All the other parameters besides name, type, and preprocessing, will be passed as parameters to the function that build the input feature's encoder, and each encoder can have different parameters. Extensive documentation for all of the encoders that can be used for a certain data type can also be found in each data type's documentation.

YAMLPython Dict

input_features:
    -
        name: text
        type: text
        encoder: bert
        preprocessing:
            tokenizer: space
        reduce_output: null
        trainable: true

{
    "input_features": [
        {
            "name": "text",
            "type": "text",
            "encoder": "bert",
            "level": "word",
            "preprocessing": {
                "word_tokenizer": "space"
            },
            "reduce_output": None,
            "trainable": True
        }
    ]
}

Encoders map raw feature values into tensors. These are usually vectors in the case of data types without a temporal / sequential aspect, matrices for when there is a temporal / sequential aspect, or higher rank tensors for when there is a spatial or a spatiotemporal aspect to the input data.

Different configurations of the same encoder may return a tensor with different rank, for instance a sequential encoder may return a vector of size h that is either the final vector of a sequence or the result of pooling over the sequence length, or it can return a matrix of size l x h where l is the length of the sequence and h is the hidden dimension if you specify the pooling reduce operation (reduce_output) to be None. For the sake of simplicity you can imagine the output to be a vector in most of the cases, but there is a reduce_output parameter one can specify to change the default behavior.

For first-time users, we recommend starting with the defaults.

Tying encoder weights¶

An additional feature that Ludwig provides is the option to have tied weights between different encoders. For instance, if my model takes two sentences as input and return the probability of their entailment, I may want to encode both sentences with the same encoder.
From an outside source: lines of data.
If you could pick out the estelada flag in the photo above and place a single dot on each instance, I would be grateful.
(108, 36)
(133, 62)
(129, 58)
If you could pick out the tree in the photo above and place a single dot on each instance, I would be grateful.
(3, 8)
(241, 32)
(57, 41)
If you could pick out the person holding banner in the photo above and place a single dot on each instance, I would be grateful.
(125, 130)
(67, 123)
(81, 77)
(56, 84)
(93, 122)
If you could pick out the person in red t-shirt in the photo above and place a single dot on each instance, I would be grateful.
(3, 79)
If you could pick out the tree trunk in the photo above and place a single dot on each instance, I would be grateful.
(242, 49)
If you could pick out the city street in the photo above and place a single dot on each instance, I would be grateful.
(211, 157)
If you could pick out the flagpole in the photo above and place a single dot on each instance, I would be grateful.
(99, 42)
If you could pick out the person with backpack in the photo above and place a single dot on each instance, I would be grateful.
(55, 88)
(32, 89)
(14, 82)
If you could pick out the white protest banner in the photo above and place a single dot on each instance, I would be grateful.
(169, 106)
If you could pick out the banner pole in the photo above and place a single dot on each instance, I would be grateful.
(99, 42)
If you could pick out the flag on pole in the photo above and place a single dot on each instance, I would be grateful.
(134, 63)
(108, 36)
This is done by specifying the tied parameter of one feature to be the name of another output feature. For example:

YAMLPython Dict

input_features:
    -
        name: sentence1
        type: text
    -
        name: sentence2
        type: text
        tied: sentence1

{
    "input_features": [
        {
            "name": "sentence1",
            "type": "text"
        },
        {
            "name": "sentence2",
            "type": "text",
            "tied": "sentence1"
        }
    ]
}

Specifying a name of a non-existent input feature will result in an error. Also, in order to be able to have tied weights, all encoder parameters have to be identical between the two input features.